AI researchers develop 'reasoning' model for under $50 like OpenAI's o1 and DeepSeek's R1 - The Times of India
A team of AI researchers from
Stanford University
and the University of Washington have achieved a breakthrough in AI development by training a sophisticated “reasoning” model for less than $50 in cloud compute credits. Researchers used AI models by Google, Alibaba to create a chatbot with reasoning level as good as the ChatGPT-maker OpenAI’s o1 LLMs.

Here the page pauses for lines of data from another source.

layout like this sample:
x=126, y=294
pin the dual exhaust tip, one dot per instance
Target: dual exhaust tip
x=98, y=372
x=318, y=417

The model, named s1, is claimed to exhibit performance comparable to cutting-edge reasoning models like OpenAI's o1 and DeepSeek's R1 on tests evaluating math and coding abilities. The
s1 model
, along with the data and code used in its training, has been made available on GitHub.
The researchers behind s1 said that they utilised a readily available base model and refined it through a process known as distillation – a technique that involves extracting the “reasoning” capabilities from another AI model by training s1 on its answers.
The researchers claim that their model s1 has been distilled from
Google's Gemini 2.0
Flash Thinking Experimental model. This approach mirrors the method used by Berkeley researchers who created an
AI reasoning model
for around $450 last month.
The researchers behind s1 aimed to identify the simplest approach to achieve strong reasoning performance and "test-time scaling," which allows an AI model to deliberate more before generating a response.
“Test-time scaling is a promising new approach to language modeling that uses extra test-time compute to improve performance,” the researchers said in their paper published last week (via TechCrunch), adding that they “seek the simplest approach to achieve test-time scaling and strong reasoning performance.”
The s1 research suggests that reasoning models can be effectively distilled using a relatively small dataset and a process called supervised fine-tuning (SFT), where an AI model is explicitly trained to mimic specific behaviors in the dataset.
“First, we curate a small dataset s1K of 1,000 questions paired with reasoning traces relying on three criteria we validate through ablations: difficulty, diversity, and quality. Second, we develop budget forcing to control test-time compute by forcefully terminating the model’s thinking process or lengthening it by appending “Wait” multiple times to the model’s generation when it tries to end. This can lead the model to doublecheck its answer, often fixing incorrect reasoning steps,” the researchers said.